Renate Stendhal, Ph.D. (renatestendhal.com) is a German-born, Paris-educated writer, writing coach and spiritual counselor with a private practice in San Francisco and Pt. Reyes Station. Among her publications are True Secrets of Lesbian Desire: Keeping Sex Alive in Long-Term Relationships and the Lambda Award-winning photobiography Gertrude Stein: In Words and Pictures. Her Gertrude Stein blog “Quoting Gertrude Stein” can be found at quotinggertrudestein.com or on facebook, and her cultural reviews can be found at scene4.com. She just finished a Parisian novel, Catch Her If You Can.

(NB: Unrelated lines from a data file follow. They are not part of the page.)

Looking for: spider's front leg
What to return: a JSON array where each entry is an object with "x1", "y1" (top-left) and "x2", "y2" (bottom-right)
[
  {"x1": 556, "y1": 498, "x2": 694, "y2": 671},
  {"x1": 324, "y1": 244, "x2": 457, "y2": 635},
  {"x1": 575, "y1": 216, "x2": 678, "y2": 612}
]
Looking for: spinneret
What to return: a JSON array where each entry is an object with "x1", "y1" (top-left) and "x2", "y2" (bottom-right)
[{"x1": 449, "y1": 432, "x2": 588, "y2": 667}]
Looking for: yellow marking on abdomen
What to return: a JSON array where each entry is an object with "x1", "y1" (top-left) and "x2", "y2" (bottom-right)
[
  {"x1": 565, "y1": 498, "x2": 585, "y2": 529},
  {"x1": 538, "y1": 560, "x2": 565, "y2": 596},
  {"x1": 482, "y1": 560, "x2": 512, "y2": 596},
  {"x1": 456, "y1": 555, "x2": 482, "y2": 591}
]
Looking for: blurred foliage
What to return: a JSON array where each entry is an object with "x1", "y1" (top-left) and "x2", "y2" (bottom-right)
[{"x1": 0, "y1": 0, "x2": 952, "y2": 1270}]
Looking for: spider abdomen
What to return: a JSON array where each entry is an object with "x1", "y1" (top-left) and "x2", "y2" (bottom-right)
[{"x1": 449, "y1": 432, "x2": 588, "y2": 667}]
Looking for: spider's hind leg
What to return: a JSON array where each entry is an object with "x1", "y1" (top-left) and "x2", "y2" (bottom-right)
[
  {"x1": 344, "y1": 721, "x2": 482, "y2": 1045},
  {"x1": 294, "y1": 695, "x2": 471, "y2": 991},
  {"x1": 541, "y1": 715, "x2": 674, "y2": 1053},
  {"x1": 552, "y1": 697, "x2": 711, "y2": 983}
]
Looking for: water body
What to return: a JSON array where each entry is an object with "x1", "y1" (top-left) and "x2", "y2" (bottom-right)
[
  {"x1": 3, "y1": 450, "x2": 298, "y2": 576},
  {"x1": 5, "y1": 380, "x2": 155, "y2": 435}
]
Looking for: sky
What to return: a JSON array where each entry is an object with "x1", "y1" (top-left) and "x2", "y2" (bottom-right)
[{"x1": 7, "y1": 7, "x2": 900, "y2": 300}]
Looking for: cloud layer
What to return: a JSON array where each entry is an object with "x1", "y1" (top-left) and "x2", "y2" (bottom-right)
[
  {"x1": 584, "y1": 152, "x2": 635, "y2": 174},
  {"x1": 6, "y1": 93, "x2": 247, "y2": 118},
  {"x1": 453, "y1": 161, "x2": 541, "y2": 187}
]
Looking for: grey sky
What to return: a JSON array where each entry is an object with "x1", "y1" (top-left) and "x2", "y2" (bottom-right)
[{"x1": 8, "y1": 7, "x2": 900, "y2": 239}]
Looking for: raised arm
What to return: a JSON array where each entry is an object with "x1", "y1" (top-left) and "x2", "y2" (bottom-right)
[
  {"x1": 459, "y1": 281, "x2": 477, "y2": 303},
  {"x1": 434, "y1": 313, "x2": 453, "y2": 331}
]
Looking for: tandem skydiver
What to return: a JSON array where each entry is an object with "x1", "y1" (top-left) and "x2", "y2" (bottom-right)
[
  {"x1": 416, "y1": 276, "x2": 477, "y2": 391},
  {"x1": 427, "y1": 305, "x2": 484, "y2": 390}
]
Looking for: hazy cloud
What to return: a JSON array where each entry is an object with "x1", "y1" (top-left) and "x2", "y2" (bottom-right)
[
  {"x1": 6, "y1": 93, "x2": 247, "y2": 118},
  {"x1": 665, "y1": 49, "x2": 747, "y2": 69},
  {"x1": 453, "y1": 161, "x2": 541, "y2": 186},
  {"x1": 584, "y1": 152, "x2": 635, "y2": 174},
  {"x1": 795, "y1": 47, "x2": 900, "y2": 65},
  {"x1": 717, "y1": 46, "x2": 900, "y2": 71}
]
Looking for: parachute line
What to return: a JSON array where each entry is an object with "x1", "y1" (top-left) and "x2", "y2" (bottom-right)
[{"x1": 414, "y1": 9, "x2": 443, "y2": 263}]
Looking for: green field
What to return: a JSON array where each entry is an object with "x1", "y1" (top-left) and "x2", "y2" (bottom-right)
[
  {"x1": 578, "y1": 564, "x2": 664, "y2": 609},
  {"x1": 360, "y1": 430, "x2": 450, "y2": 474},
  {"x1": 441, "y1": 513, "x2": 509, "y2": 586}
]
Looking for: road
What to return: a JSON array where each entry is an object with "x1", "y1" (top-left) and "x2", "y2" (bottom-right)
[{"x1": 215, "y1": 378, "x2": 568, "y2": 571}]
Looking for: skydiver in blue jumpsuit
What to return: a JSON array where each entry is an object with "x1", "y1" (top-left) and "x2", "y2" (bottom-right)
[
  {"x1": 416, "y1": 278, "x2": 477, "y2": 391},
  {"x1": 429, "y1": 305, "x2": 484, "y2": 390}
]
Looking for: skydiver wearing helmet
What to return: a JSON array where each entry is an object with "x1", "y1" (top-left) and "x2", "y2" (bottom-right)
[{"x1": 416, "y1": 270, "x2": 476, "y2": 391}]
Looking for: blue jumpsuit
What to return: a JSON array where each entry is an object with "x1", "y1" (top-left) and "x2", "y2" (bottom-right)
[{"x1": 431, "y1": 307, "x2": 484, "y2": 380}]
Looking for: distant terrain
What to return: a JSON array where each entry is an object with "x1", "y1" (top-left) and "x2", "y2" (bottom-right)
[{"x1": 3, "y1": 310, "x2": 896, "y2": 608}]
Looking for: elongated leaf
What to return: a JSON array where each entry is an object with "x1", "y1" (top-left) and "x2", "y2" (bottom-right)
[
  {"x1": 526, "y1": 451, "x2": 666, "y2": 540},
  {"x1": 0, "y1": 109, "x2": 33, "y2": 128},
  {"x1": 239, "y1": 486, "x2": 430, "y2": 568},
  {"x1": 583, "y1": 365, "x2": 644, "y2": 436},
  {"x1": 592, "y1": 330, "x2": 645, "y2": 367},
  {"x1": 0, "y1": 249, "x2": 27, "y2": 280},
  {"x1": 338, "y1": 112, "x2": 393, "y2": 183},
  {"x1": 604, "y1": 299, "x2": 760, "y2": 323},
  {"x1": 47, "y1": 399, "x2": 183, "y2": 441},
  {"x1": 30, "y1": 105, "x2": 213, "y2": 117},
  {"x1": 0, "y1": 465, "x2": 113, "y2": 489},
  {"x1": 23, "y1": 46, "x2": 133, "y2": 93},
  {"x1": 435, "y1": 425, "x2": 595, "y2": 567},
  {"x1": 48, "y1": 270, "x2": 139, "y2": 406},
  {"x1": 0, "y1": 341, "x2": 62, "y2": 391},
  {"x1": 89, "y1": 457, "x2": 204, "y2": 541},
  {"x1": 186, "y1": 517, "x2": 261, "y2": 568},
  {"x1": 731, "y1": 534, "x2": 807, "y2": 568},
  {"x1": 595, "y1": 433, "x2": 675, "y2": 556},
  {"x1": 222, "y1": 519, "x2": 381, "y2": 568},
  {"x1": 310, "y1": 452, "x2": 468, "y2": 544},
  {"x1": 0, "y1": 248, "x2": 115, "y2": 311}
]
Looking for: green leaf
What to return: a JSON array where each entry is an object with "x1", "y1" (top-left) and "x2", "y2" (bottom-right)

1Gertrude Stein. The Autobiography of Alice B. Toklas. (Random House: 1933) 46.
2Ibid. 45-46.
3 Mabel Dodge Luhan. European Experiences, 1935.
4Janet Bishop, et al. The Steins Collect (Yale University Press: 2011) 224.
5Ed. Edward Burns. Gertrude Stein on Picasso. (Liveright, New York: 1970) 14.
6Gertrude Stein. The Autobiography of Alice B. Toklas. (Random House: 1933) 46.
7Ibid.


Image: Pablo Picasso, Portrait of Gertrude Stein. Metropolitan Museum of Art, New York. Currently on view at SFMOMA, in The Steins Collect: Matisse, Picasso, and the Parisian Avant-Garde

Comments

Unknown said…
Actually, Gertrude Stein has been horribly misrepresented by the CJM. While she she may have been interesting, and maybe even an intellectual, this exhibit does not honor the TRUTH of her life. In fact, it perpetrates a lie, as Gertrude as a "patriot", a patron and role model. Her anti-semitism, personal desire to have Hitler be awarded the Nobel Peace Prize, and helping a convicted war criminal escape to freedom, speaks a different story, one which is difficult to reconcile with the this exhibit. I, for one, am not proud to share my Jewish heritage with her. What a disappointment, and disgrace for the CMJ to be hosting such an exhibit, and perpetrating an illusion. One can tell a lie simply by not sharing the full truth. Gertrude Stein was a narcissist, not a friend of the Jewish People. Read the Wikipedia Political section for Gertrude Stein, or take the docent-lead tour of the Exhibit for a fuller, disturbing picture of this "Great" Woman.